How Palestinians Can Reunite to Oppose Israel's Annexation | Time
by Salam Fayyad (former PM of the Palestinian Authority)
***Instead, the PLO must propose an alternative way forward that could garner broad-based Palestinian support. What the Palestinian people desperately need is a clear statement — a definition upon which we can legitimately pursue our national aspirations. I believe a broad Palestinian national consensus can be built upon a platform committing to either of two options.
The first is anchored on the model of a single state, whose constitution provides for full equality for all of its citizens, and without any discrimination on any basis whatsoever. The second is an agreed two-state solution — but only with an independent and fully sovereign Palestinian state on the entire territory occupied by Israel in 1967, including East Jerusalem, and with any engagement in a peace process that is to lead to that outcome preceded by international recognition, including by Israel, of the Palestinians’ right to such state, as well as our other rights provided for under international law—namely, the right of return in accordance with UN resolution 194 and the right to self-determination.

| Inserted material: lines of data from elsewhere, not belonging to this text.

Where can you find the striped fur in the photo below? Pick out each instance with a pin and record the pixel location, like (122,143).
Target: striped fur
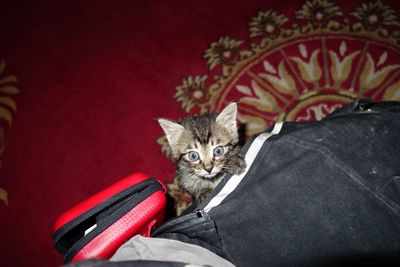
(204,148)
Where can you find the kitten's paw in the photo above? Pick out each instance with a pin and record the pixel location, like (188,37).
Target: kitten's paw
(240,162)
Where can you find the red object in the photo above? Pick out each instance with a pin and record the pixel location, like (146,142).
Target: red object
(96,227)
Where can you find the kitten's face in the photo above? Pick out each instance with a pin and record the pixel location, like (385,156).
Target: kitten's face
(201,144)
(203,152)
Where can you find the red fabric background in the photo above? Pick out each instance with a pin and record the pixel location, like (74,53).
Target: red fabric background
(93,77)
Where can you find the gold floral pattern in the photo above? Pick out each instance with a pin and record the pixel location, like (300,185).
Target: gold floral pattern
(374,15)
(318,12)
(301,68)
(7,108)
(267,24)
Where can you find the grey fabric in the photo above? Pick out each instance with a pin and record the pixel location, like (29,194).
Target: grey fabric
(160,249)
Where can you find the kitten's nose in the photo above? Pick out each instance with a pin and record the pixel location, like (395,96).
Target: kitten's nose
(208,168)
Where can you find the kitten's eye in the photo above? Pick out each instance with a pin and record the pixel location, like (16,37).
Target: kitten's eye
(194,156)
(218,151)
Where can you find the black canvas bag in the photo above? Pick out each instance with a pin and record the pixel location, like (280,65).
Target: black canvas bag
(323,193)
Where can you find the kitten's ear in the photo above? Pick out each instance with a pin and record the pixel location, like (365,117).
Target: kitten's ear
(172,130)
(227,119)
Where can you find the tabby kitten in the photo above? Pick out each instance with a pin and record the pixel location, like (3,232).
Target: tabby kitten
(204,149)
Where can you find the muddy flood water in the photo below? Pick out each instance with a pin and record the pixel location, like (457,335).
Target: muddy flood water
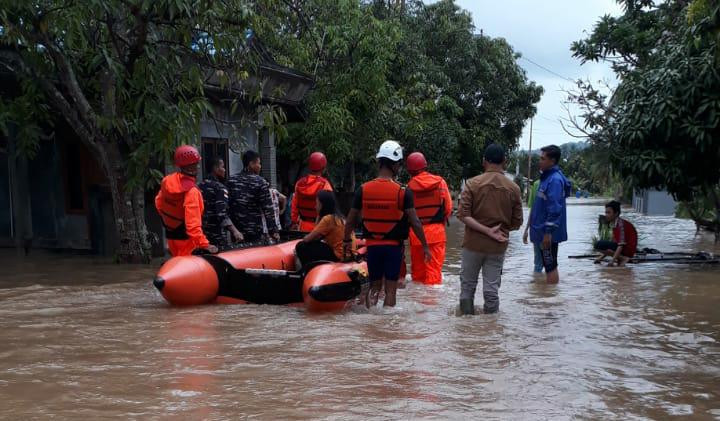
(84,339)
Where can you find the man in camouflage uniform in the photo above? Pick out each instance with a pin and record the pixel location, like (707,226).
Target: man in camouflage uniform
(250,200)
(216,221)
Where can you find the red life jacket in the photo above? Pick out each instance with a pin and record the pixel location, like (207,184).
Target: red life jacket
(429,201)
(625,233)
(383,212)
(306,190)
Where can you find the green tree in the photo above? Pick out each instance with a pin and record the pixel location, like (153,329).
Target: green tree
(667,107)
(403,70)
(129,78)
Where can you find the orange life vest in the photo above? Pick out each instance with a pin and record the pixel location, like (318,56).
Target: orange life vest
(382,210)
(171,207)
(306,193)
(429,202)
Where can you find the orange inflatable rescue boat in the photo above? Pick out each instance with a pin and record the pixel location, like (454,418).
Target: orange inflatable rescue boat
(261,275)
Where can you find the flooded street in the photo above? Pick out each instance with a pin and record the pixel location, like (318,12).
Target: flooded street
(87,339)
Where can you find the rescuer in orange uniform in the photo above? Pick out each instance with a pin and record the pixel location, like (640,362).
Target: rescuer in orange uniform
(388,212)
(303,214)
(433,205)
(180,205)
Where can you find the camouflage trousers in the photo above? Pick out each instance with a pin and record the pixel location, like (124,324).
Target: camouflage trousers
(219,238)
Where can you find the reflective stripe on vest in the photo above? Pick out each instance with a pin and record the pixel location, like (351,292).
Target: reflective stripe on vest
(172,214)
(429,203)
(382,210)
(306,194)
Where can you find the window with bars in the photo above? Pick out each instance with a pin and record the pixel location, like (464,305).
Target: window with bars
(213,148)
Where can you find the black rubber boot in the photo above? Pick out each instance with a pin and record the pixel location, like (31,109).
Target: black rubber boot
(467,306)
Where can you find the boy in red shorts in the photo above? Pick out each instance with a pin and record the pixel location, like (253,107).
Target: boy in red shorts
(624,243)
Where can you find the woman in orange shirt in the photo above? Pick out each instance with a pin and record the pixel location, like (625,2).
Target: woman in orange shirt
(324,242)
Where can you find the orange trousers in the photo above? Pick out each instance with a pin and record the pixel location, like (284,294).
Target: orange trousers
(428,272)
(181,247)
(306,226)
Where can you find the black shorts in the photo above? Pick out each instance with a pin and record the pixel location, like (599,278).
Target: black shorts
(384,262)
(550,258)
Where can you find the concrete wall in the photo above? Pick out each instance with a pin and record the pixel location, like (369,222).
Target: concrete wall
(239,140)
(654,202)
(52,225)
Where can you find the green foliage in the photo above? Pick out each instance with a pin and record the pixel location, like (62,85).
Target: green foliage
(666,109)
(417,74)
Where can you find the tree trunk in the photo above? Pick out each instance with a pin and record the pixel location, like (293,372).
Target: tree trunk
(352,175)
(129,210)
(716,199)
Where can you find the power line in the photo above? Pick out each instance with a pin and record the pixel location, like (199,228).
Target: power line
(547,70)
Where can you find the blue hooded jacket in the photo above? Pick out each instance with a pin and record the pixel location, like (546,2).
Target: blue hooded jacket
(548,211)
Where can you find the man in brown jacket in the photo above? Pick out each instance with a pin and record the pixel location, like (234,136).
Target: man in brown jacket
(490,207)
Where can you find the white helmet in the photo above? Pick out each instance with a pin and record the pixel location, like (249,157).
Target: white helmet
(391,150)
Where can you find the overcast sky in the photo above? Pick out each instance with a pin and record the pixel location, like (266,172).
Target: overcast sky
(542,32)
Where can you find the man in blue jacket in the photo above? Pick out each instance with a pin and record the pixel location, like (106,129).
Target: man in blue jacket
(548,223)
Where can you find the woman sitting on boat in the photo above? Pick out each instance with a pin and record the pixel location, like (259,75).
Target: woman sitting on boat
(324,242)
(624,243)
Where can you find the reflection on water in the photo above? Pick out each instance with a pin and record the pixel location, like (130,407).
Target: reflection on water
(84,338)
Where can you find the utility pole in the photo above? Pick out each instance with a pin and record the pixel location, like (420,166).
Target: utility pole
(527,190)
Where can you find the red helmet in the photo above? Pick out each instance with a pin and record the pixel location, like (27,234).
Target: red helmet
(317,161)
(416,162)
(186,155)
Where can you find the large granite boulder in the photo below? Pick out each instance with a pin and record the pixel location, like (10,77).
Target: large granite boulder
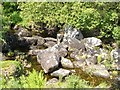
(97,70)
(8,68)
(91,42)
(74,43)
(79,64)
(48,60)
(22,32)
(61,73)
(49,43)
(66,63)
(35,40)
(115,56)
(73,33)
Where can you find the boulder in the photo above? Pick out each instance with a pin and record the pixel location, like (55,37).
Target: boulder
(49,43)
(91,60)
(48,59)
(34,52)
(51,81)
(2,57)
(115,54)
(60,73)
(66,63)
(73,33)
(31,40)
(74,43)
(50,39)
(9,68)
(92,42)
(40,40)
(97,70)
(21,32)
(79,64)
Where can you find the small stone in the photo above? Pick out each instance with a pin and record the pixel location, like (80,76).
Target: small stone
(60,73)
(66,63)
(51,81)
(79,64)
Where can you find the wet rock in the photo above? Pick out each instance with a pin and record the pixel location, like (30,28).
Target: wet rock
(52,81)
(91,60)
(92,42)
(59,38)
(115,54)
(34,52)
(61,72)
(50,39)
(66,63)
(2,57)
(73,43)
(35,40)
(33,47)
(79,64)
(48,60)
(9,68)
(62,52)
(97,70)
(31,40)
(73,33)
(21,32)
(49,43)
(40,41)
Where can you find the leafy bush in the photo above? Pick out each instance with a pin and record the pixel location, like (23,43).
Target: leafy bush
(74,81)
(33,80)
(88,16)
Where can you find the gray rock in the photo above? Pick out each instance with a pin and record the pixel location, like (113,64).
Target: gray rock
(115,54)
(35,40)
(79,64)
(61,72)
(73,33)
(50,39)
(51,81)
(97,70)
(66,63)
(78,55)
(40,41)
(92,42)
(91,60)
(31,40)
(2,57)
(49,43)
(73,43)
(49,60)
(34,52)
(23,32)
(59,38)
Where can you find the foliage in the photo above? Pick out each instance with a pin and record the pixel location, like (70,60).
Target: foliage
(33,80)
(116,34)
(87,16)
(10,17)
(74,81)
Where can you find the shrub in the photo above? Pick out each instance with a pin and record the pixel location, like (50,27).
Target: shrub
(74,81)
(33,80)
(116,34)
(98,17)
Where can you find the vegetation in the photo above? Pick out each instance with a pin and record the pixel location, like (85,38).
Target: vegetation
(33,80)
(37,80)
(98,19)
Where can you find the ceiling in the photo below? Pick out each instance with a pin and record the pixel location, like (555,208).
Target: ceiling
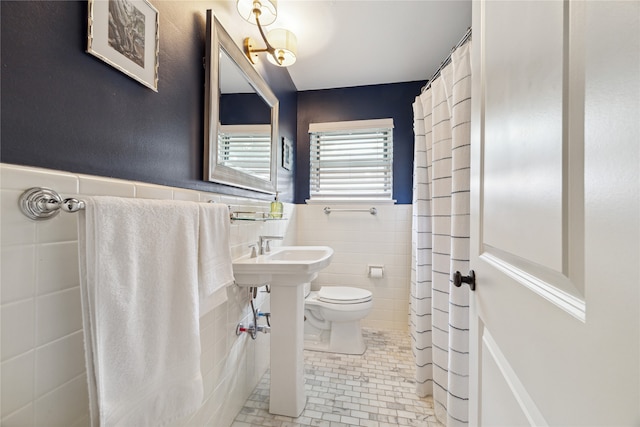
(344,43)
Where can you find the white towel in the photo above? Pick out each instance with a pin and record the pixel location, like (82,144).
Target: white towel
(139,284)
(215,266)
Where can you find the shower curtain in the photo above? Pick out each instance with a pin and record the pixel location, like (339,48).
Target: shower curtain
(440,239)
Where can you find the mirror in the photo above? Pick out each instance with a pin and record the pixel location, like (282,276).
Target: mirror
(241,117)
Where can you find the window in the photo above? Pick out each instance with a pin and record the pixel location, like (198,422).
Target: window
(246,148)
(351,160)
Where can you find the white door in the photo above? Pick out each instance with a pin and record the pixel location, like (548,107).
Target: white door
(555,213)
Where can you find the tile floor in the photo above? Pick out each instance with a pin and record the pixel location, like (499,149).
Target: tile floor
(373,390)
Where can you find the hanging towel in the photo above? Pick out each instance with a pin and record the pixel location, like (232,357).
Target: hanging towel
(139,286)
(215,267)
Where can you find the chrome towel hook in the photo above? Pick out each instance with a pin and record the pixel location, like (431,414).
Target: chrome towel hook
(39,203)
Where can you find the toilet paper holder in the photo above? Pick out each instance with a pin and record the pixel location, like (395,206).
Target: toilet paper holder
(376,271)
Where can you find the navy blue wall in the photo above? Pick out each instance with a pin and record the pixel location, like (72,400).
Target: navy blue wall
(361,103)
(64,109)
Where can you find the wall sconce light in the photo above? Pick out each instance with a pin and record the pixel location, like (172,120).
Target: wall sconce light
(281,44)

Obviously these two options are mutually exclusive. But, they have to both be included in the new platform to ensure that the PLO—as it begins to take concrete steps to include non-PLO factions and forces opposed to the Oslo framework or the 1988 compromise—is instantaneously empowered to convey, on behalf of all Palestinians, what we are prepared to accept. At some point, Palestinians will have to choose between the two possible options outlined above. That, however, will not happen unless Israel recognizes our national rights.